福島県浪江町の住民が東京電力に対し、原発事故に伴う慰謝料の増額を求めた裁判外紛争解決手続き(ADR)は決裂した。未曽有の事故被害で早期解決を目指すとした制度は十分に機能したのか。
故郷を離れ、町全体での避難を強いられた浪江町。町が住民の代理人となって精神的慰謝料の増額を求め、国の原子力損害賠償紛争解決センターにADRを申し立てたのは二〇一三年五月のことだ。
住民の七割に当たる一万五千人が加わる異例の申し立てを受け、センターは法律家の仲介委員が現地調査などを実施。翌年三月、現行の一人当たり十万円の慰謝料に五万円増額、七十五歳以上の高齢者にはさらに三万円を上乗せする一律和解案を示した。
この和解案をめぐり、町側は受け入れを表明したが、東電側は「個別審査が基本」として度々拒否。審理は行き詰まり、センター側はもはや和解の仲介は困難だと判断して手続きを打ち切った。
浪江町の住民が集団による申し立てを選んだのは現実的だという判断があったからだ。事故によって住民は全国に散り散りになってしまった。高齢者などが個人で申し立てようにも手続きをとること自体が難しい人は多い。時間も労力も費用もかかる裁判に訴えるよりも、簡易な手続きによって速やかな賠償を実現するという、国が被害救済のために用意したADRの趣旨にかなうと考えたのだ。
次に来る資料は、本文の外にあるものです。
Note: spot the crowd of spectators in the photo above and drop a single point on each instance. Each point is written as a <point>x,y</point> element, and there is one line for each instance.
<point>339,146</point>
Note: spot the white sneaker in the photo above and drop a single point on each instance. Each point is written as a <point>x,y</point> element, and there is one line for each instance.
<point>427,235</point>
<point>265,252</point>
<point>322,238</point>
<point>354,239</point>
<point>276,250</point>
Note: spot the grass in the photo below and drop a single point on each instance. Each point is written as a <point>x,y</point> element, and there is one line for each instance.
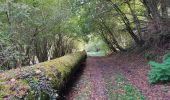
<point>122,89</point>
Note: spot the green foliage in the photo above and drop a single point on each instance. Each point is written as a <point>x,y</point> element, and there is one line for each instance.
<point>41,80</point>
<point>160,72</point>
<point>150,57</point>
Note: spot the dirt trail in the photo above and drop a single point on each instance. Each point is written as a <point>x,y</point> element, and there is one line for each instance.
<point>91,83</point>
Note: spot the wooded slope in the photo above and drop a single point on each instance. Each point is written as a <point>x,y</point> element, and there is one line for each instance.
<point>41,80</point>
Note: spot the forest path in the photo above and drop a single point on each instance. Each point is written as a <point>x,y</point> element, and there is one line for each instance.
<point>118,77</point>
<point>99,81</point>
<point>91,83</point>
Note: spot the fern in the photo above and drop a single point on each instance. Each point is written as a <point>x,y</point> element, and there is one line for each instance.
<point>160,71</point>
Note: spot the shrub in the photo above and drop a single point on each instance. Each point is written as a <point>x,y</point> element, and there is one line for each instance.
<point>150,57</point>
<point>160,72</point>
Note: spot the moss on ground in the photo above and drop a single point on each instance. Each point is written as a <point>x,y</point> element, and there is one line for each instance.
<point>43,79</point>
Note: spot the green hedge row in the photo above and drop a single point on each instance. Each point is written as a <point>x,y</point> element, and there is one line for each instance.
<point>41,81</point>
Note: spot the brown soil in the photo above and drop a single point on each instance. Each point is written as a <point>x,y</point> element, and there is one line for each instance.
<point>90,84</point>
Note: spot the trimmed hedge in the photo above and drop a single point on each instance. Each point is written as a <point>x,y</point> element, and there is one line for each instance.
<point>41,81</point>
<point>160,72</point>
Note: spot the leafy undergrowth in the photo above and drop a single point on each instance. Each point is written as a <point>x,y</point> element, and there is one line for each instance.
<point>122,89</point>
<point>99,81</point>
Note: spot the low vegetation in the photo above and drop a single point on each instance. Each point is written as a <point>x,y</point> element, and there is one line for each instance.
<point>160,72</point>
<point>39,81</point>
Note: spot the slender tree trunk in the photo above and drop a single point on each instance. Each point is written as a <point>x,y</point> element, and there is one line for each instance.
<point>127,24</point>
<point>136,20</point>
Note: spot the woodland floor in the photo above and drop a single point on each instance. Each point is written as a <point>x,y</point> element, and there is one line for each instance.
<point>118,77</point>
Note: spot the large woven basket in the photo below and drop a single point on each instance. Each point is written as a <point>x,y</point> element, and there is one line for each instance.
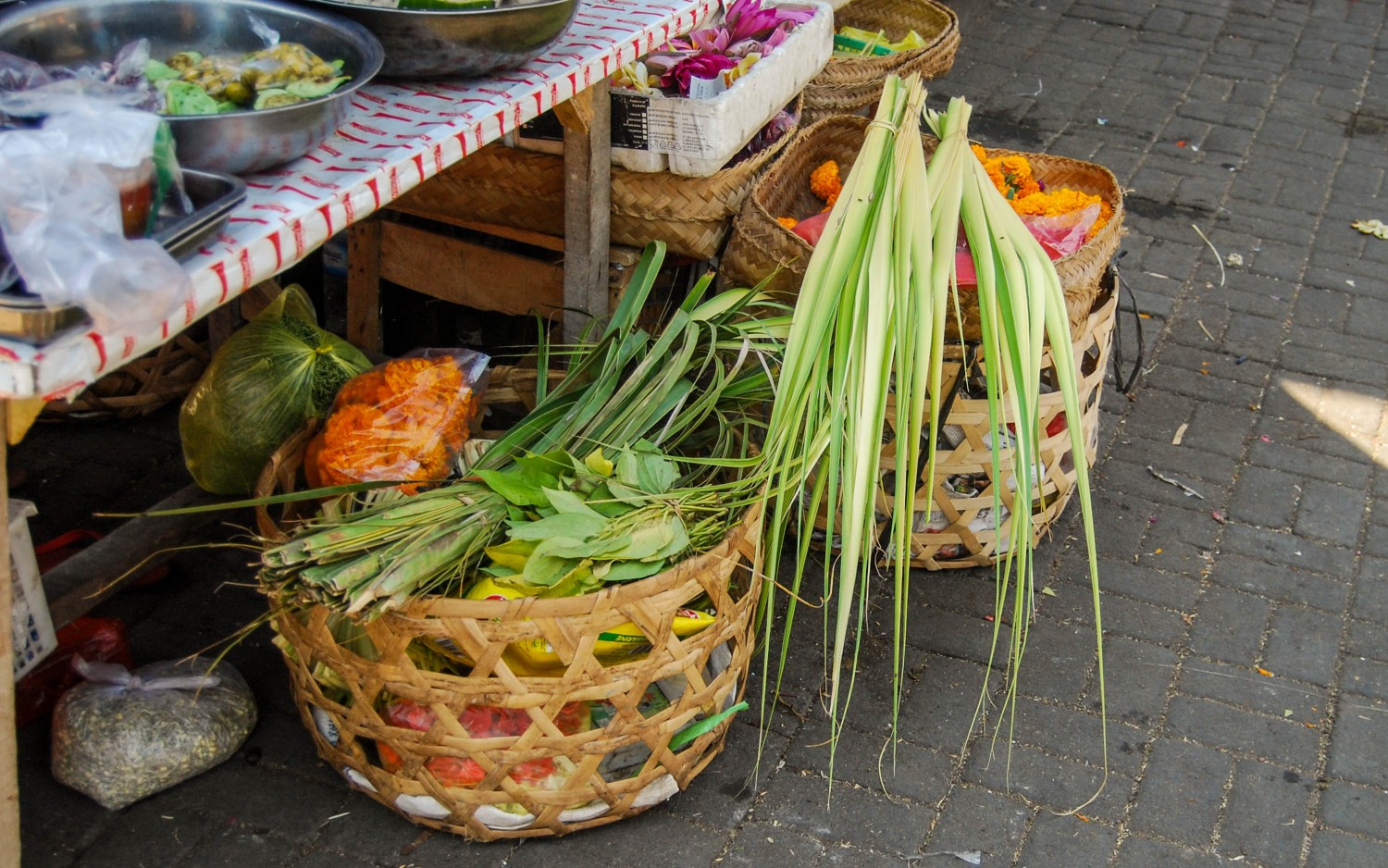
<point>762,249</point>
<point>143,385</point>
<point>954,513</point>
<point>525,189</point>
<point>611,771</point>
<point>849,85</point>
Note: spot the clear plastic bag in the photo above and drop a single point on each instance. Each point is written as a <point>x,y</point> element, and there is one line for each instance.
<point>263,385</point>
<point>122,737</point>
<point>71,194</point>
<point>403,421</point>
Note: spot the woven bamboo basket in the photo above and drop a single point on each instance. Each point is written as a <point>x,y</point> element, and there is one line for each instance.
<point>525,189</point>
<point>849,85</point>
<point>596,774</point>
<point>954,521</point>
<point>141,386</point>
<point>762,249</point>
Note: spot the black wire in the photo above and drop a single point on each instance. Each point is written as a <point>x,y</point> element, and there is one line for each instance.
<point>1126,385</point>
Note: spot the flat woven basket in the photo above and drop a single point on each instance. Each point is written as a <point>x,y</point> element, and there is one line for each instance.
<point>610,773</point>
<point>762,249</point>
<point>525,189</point>
<point>849,85</point>
<point>141,386</point>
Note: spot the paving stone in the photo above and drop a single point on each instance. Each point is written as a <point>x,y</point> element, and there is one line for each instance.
<point>1245,687</point>
<point>1229,626</point>
<point>1265,498</point>
<point>1068,840</point>
<point>849,814</point>
<point>1266,815</point>
<point>1287,549</point>
<point>938,712</point>
<point>758,845</point>
<point>1182,792</point>
<point>1138,701</point>
<point>977,820</point>
<point>1304,645</point>
<point>1332,849</point>
<point>1244,732</point>
<point>1143,853</point>
<point>1359,740</point>
<point>1277,582</point>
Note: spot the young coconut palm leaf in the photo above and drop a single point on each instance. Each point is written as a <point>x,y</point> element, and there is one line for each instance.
<point>871,318</point>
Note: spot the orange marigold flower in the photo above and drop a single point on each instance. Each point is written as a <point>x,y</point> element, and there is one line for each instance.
<point>824,180</point>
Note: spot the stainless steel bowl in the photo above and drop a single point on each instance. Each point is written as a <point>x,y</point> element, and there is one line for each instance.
<point>72,32</point>
<point>463,43</point>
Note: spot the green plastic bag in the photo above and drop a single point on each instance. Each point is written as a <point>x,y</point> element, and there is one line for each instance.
<point>263,385</point>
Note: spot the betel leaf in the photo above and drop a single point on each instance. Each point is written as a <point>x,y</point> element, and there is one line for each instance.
<point>630,571</point>
<point>524,490</point>
<point>566,502</point>
<point>563,524</point>
<point>547,570</point>
<point>511,554</point>
<point>655,474</point>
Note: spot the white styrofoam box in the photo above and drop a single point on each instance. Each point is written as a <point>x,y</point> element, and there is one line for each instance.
<point>696,138</point>
<point>31,628</point>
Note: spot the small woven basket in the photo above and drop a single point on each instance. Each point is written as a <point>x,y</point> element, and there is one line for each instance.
<point>525,189</point>
<point>601,774</point>
<point>849,85</point>
<point>952,524</point>
<point>762,249</point>
<point>141,386</point>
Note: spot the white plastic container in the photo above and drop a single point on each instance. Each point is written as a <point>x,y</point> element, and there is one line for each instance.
<point>697,136</point>
<point>31,628</point>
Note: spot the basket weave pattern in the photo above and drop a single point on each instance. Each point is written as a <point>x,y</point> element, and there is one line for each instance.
<point>847,85</point>
<point>762,249</point>
<point>711,664</point>
<point>525,189</point>
<point>971,538</point>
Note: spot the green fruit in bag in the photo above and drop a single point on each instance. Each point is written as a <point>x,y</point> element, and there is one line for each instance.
<point>264,383</point>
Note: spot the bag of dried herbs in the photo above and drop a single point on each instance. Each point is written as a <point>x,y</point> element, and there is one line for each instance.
<point>263,385</point>
<point>122,735</point>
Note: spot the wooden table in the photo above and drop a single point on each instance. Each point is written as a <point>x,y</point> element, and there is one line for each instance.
<point>396,136</point>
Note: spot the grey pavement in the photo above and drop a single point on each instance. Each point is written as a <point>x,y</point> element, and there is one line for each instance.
<point>1246,629</point>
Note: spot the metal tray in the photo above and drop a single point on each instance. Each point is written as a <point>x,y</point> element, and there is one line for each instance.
<point>27,318</point>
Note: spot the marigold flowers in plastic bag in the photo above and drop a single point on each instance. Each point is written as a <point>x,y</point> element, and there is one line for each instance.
<point>402,421</point>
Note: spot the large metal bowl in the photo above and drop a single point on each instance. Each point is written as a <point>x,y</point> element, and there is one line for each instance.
<point>74,32</point>
<point>463,43</point>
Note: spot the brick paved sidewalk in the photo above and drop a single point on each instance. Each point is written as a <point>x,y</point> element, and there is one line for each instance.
<point>1246,648</point>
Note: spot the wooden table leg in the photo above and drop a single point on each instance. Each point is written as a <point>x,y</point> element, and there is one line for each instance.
<point>8,760</point>
<point>588,205</point>
<point>364,285</point>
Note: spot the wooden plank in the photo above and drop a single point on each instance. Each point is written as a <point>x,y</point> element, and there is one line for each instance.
<point>588,207</point>
<point>525,236</point>
<point>364,285</point>
<point>86,578</point>
<point>469,274</point>
<point>8,750</point>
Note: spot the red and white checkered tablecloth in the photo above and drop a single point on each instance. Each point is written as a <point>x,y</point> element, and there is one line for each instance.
<point>396,136</point>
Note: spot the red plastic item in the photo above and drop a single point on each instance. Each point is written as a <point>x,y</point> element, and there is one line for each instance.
<point>94,639</point>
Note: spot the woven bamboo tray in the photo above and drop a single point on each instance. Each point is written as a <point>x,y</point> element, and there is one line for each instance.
<point>849,85</point>
<point>525,189</point>
<point>705,673</point>
<point>143,385</point>
<point>762,249</point>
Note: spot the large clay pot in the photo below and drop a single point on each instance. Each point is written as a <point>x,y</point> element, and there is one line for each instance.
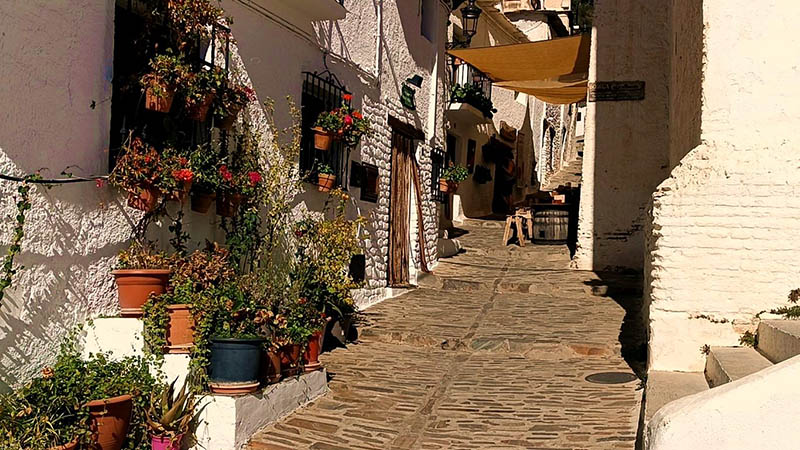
<point>228,204</point>
<point>199,111</point>
<point>144,199</point>
<point>323,140</point>
<point>180,331</point>
<point>311,355</point>
<point>160,103</point>
<point>201,201</point>
<point>325,182</point>
<point>270,367</point>
<point>165,443</point>
<point>72,445</point>
<point>290,359</point>
<point>234,365</point>
<point>110,418</point>
<point>136,286</point>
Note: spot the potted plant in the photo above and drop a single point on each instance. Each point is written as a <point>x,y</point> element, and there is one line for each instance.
<point>231,99</point>
<point>140,273</point>
<point>325,177</point>
<point>199,90</point>
<point>328,124</point>
<point>160,84</point>
<point>138,172</point>
<point>172,418</point>
<point>205,182</point>
<point>451,177</point>
<point>93,402</point>
<point>235,344</point>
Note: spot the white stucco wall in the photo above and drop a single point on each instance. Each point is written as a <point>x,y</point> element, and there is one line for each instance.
<point>724,226</point>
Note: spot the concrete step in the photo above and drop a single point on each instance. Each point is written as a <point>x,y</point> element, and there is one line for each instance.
<point>726,364</point>
<point>779,340</point>
<point>664,387</point>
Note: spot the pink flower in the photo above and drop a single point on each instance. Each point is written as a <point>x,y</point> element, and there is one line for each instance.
<point>255,178</point>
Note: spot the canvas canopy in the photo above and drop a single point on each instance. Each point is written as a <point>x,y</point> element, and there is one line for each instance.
<point>554,71</point>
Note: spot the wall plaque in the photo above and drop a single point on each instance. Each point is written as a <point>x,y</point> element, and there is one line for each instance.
<point>616,91</point>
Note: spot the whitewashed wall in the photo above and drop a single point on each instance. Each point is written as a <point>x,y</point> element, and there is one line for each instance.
<point>723,238</point>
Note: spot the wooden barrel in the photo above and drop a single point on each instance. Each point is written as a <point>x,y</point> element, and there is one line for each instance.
<point>551,226</point>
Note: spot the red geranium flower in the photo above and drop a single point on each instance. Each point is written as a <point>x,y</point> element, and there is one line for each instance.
<point>255,178</point>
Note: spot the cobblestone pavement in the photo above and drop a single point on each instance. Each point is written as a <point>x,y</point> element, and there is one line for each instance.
<point>491,352</point>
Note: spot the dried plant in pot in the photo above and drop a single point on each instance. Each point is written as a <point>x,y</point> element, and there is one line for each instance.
<point>138,171</point>
<point>161,83</point>
<point>172,419</point>
<point>141,272</point>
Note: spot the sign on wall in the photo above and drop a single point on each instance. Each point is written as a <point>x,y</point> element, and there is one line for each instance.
<point>616,91</point>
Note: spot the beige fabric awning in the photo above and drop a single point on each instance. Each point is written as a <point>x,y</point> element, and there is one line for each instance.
<point>555,71</point>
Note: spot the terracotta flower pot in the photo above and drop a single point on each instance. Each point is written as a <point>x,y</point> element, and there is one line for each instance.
<point>145,199</point>
<point>72,445</point>
<point>199,111</point>
<point>201,201</point>
<point>159,103</point>
<point>165,443</point>
<point>325,182</point>
<point>323,140</point>
<point>226,122</point>
<point>290,359</point>
<point>180,331</point>
<point>311,355</point>
<point>110,418</point>
<point>135,286</point>
<point>181,195</point>
<point>271,367</point>
<point>228,204</point>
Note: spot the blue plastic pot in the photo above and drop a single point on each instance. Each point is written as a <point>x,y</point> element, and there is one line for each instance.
<point>235,360</point>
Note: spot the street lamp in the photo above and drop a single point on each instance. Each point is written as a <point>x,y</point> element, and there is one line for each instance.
<point>469,20</point>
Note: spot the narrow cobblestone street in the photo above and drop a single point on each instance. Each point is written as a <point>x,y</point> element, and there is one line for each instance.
<point>490,352</point>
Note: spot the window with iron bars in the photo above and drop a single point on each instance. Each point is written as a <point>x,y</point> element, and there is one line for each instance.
<point>322,92</point>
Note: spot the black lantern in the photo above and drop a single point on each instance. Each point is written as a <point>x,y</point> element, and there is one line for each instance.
<point>469,20</point>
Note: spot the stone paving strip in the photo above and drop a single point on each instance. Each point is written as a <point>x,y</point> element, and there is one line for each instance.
<point>491,353</point>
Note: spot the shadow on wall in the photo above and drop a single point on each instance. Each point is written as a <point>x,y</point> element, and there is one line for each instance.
<point>635,141</point>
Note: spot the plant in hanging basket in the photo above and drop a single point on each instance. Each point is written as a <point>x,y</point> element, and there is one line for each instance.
<point>325,177</point>
<point>199,90</point>
<point>231,98</point>
<point>160,84</point>
<point>138,171</point>
<point>141,272</point>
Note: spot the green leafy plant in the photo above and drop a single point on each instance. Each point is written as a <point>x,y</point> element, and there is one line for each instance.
<point>473,95</point>
<point>49,410</point>
<point>455,174</point>
<point>174,416</point>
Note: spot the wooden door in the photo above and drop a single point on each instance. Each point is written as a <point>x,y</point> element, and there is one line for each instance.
<point>399,210</point>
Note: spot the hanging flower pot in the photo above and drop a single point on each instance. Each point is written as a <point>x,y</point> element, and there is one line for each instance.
<point>271,366</point>
<point>110,418</point>
<point>323,140</point>
<point>159,97</point>
<point>180,331</point>
<point>311,355</point>
<point>234,365</point>
<point>201,201</point>
<point>135,286</point>
<point>228,203</point>
<point>144,199</point>
<point>290,359</point>
<point>326,182</point>
<point>199,110</point>
<point>165,443</point>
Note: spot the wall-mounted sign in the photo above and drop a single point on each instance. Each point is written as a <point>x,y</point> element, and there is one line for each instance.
<point>616,91</point>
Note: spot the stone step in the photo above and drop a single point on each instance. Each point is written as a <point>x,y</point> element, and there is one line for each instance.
<point>726,364</point>
<point>779,340</point>
<point>664,387</point>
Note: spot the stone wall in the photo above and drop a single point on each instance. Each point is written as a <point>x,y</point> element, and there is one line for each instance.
<point>722,239</point>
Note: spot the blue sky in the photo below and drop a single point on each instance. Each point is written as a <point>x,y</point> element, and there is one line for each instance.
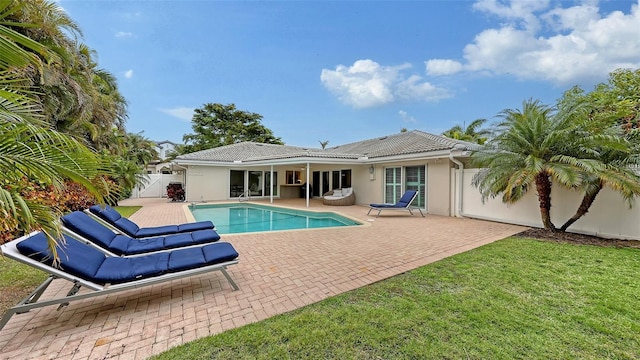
<point>344,71</point>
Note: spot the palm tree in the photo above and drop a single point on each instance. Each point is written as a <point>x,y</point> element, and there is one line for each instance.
<point>78,98</point>
<point>471,133</point>
<point>538,146</point>
<point>605,118</point>
<point>28,147</point>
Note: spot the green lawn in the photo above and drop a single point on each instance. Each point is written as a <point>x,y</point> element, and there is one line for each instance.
<point>513,299</point>
<point>17,280</point>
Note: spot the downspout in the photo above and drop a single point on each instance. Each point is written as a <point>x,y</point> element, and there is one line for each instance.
<point>460,165</point>
<point>307,184</point>
<point>271,185</point>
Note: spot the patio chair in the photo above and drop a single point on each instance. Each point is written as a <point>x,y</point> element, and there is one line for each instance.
<point>128,227</point>
<point>403,204</point>
<point>339,197</point>
<point>86,266</point>
<point>83,227</point>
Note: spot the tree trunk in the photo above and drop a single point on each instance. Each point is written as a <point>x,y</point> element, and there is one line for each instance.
<point>543,187</point>
<point>586,203</point>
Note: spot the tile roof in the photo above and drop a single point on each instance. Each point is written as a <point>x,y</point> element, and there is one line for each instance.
<point>405,143</point>
<point>410,142</point>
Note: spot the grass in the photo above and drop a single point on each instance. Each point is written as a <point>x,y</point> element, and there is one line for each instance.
<point>17,280</point>
<point>513,299</point>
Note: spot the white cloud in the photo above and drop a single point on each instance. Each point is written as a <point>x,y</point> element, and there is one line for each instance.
<point>367,84</point>
<point>584,44</point>
<point>406,117</point>
<point>124,34</point>
<point>182,113</point>
<point>442,66</point>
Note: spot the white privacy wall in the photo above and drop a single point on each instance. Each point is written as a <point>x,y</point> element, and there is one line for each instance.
<point>608,217</point>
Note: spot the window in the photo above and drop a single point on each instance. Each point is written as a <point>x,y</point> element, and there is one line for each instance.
<point>236,183</point>
<point>398,180</point>
<point>345,178</point>
<point>267,183</point>
<point>392,185</point>
<point>416,180</point>
<point>255,183</point>
<point>335,180</point>
<point>292,177</point>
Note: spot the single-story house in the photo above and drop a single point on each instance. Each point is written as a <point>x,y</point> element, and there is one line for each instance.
<point>378,170</point>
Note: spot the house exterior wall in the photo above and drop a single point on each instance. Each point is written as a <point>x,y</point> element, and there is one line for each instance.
<point>206,183</point>
<point>609,216</point>
<point>439,188</point>
<point>211,183</point>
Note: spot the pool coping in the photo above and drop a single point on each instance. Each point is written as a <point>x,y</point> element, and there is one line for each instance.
<point>191,218</point>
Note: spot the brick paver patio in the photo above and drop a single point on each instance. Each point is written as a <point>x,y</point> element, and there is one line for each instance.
<point>278,272</point>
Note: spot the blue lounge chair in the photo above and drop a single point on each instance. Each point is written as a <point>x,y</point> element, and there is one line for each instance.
<point>84,265</point>
<point>83,227</point>
<point>128,227</point>
<point>403,204</point>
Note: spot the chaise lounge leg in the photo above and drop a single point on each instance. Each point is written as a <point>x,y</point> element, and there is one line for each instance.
<point>233,283</point>
<point>31,298</point>
<point>74,290</point>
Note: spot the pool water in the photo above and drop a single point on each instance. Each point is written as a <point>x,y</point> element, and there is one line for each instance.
<point>243,217</point>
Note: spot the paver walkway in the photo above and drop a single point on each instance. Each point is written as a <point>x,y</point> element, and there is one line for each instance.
<point>277,272</point>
だが、被災者にとってはこの解決システムも十分ではなかった。仲介委員が示す和解案の受け入れに強制力はない。東電はこれまで手続きの大部分で和解案を受諾しているが、拒否した例も少なくない。東電の拒否にあって七十件以上の手続きが打ち切られている。
浪江町のケースで東電は、和解案に従って一律賠償を認めたら、ほかの地域の被災者との公平性が損なわれると主張した。だがそうだとしても、東電は被災者の生活再建に対し「迅速な賠償」など三つの約束をしている。和解の努力をし、事故の責任を果たしていくのが本来の姿であると被災者が考えるのも分かる。
浪江町の人びとは今後、個々に仲介手続きを申し立てるか、裁判に訴えるしかなくなる。この間、申し立てた住民のうち八百人は亡くなった。司法的な手続きはなお急がなければならない。
原発事故から七年。事故は社会や地域にさまざまな分断をもたらした。分断を協調へと導く努力こそ必要だ。